Saturdays often allow a more leisurely approach to life than work days. I can more easily post links to some blog posts or other materials I have discovered during the week, or even to those discovered during a Saturday morning coffee and extended surfing of the blogosphere/internet.
Here are a few recommendations for inclusion on your reading list.
1. Rebecca Onion, the author of Slate's history blog The Vault, has an interesting article on personal identification tags back in the late 1800s. They were a kind of civilian dog tag. You can see a photograph of one and learn about the mystery behind it here.
2. So where can you see on-line a digital copy of an 1803 letter written by Thomas Jefferson, a list of soldiers who died from the 1918 flu pandemic, and 1862 telegram from Abraham Lincoln asking a state governor for 50,000 troops to fight in the Civil War, and much more? In the Rhode Island State Archives on line of course. Read more about this resource here.
3. Have you heard about the Awkward Family Photos blog that was mentioned recently on NPR? It is just what it sounds like and co-founders Mike Bender and Doug Chernack now have a 204-page book out celebrating these funny, but often embarrassing, bits of family history. You can read about the blog and the book here, and visit the blog itself here to see many examples of awkward family photos.
4. Jana Last has begun a new feature on her blog, "Favorite Family Recipes." The inaugural recipe is Peanut Butter Fingers. Just looking at Jana's photos will send you running around the kitchen and to the grocery store to assemble all the ingredients. Those of us with peanut butter addictions will find this one hard to resist. But take heart -- as Bill Cosby said of chocolate cake -- this dessert also has all the necessary food groups: peanut butter, chocolate, eggs, milk, rolled oats, and other life enhancing ingredients!

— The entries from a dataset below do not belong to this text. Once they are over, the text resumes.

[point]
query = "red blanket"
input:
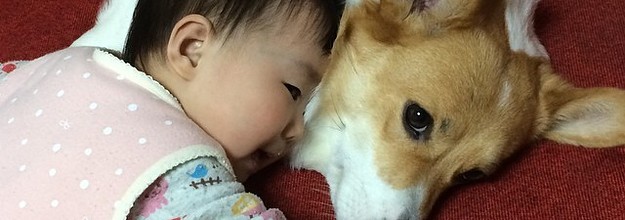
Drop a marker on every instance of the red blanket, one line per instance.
(586, 41)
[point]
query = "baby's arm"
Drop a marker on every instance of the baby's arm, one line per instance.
(200, 189)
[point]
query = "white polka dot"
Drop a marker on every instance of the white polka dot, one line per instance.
(84, 184)
(56, 148)
(133, 107)
(107, 131)
(38, 113)
(93, 106)
(52, 172)
(54, 203)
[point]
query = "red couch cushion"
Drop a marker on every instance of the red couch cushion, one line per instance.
(586, 41)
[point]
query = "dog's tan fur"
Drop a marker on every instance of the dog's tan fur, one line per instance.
(455, 61)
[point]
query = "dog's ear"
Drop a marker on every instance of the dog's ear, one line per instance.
(589, 117)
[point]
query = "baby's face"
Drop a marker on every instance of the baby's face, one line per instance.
(252, 94)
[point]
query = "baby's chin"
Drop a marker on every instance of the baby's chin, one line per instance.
(245, 167)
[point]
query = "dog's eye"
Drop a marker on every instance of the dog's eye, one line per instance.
(417, 121)
(469, 176)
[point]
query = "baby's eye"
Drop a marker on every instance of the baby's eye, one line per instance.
(295, 92)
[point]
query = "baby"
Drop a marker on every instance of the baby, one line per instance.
(207, 93)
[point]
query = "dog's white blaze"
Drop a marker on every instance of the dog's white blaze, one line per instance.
(504, 95)
(356, 188)
(520, 24)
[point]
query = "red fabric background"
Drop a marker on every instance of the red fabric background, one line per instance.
(586, 40)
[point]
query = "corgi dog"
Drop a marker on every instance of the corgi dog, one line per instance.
(422, 95)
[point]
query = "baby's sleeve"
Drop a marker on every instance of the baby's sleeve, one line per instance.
(8, 67)
(200, 189)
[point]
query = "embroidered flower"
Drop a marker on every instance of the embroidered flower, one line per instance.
(153, 198)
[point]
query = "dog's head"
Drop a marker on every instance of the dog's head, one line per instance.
(425, 94)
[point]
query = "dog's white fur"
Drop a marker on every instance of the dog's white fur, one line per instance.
(111, 27)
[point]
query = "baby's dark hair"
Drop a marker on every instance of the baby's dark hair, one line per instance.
(155, 19)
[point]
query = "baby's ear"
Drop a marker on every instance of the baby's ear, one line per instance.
(187, 43)
(593, 117)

5. For those with Nordic roots, you should really consult Randy Seaver's famous Genea-Musings blog if you have not done so already. Randy has two postings about finding and using Norwegian church records here and here.
6. For those (like me) who love maps and can get lost in perusing them, you should check out Barbara Poole's post and pictorial tour of the Journeys and Discoveries: The Stories Maps Tell exhibit at the Masonic Museum and Library in Lexington, Massachusetts. There is another reason to look at Barbara's post -- her mention of the etiquette of taking pictures at exhibits and asking permission to use photographs on one's blog. I have had the experience of taking a photo only to find after the fact what I considered to be an obscurely placed sign prohibiting such acts. Barbara explains how she handled it and the accommodating result. I have similarly approached locations with an explanation of how I would like to use on my blog a few photos I asked to take. I have always been granted some level of permission and been thanked for asking rather than just surreptitiously snapping away. Barbara's post illustrates the proper way to handle an unintentional photograph faux pas and recounts the positive and appreciative dispensation that resulted.

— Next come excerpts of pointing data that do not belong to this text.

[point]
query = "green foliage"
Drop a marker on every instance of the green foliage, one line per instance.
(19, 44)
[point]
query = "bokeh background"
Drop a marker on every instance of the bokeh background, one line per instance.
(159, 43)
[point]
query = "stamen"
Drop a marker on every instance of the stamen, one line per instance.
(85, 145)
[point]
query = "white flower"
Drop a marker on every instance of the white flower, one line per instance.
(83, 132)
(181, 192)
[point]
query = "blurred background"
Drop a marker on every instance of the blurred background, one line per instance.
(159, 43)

7. And speaking of maps . . . Diane Richard at the NGS blog UpFront With NGS provides a link to another historic map collection at the University of Georgia. The collection has over 1,000 maps spanning 500 years. The bi-weekly "Mini Bytes" feature at UpFront is a wonderful resource for tips and suggestions about genealogy/history-related sources available on line and elsewhere. As another example, check out this week's Mini Bytes link to an article at Irish Central about the top 100 most common Irish surnames with an explanation of where the names come from.

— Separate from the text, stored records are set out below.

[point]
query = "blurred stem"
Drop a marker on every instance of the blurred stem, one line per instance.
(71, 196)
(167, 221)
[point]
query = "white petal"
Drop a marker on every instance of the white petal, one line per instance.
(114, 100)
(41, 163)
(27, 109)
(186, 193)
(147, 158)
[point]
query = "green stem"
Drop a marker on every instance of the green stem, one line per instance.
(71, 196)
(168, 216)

8. If you have not yet had an opportunity to visit the DAR Library in Washington, D.C., then have alook at Diane Boumenot's post and photographic tour of her first visit to this wonderful genealogy
library in our nation's capital. A Visit to the Daughters of the American Revolution Library.
9. Family Tree Magazine has just published its 75 best genealogy websites for 2013 state-by-state
so you can focus your search for ancestors and relatives geographically.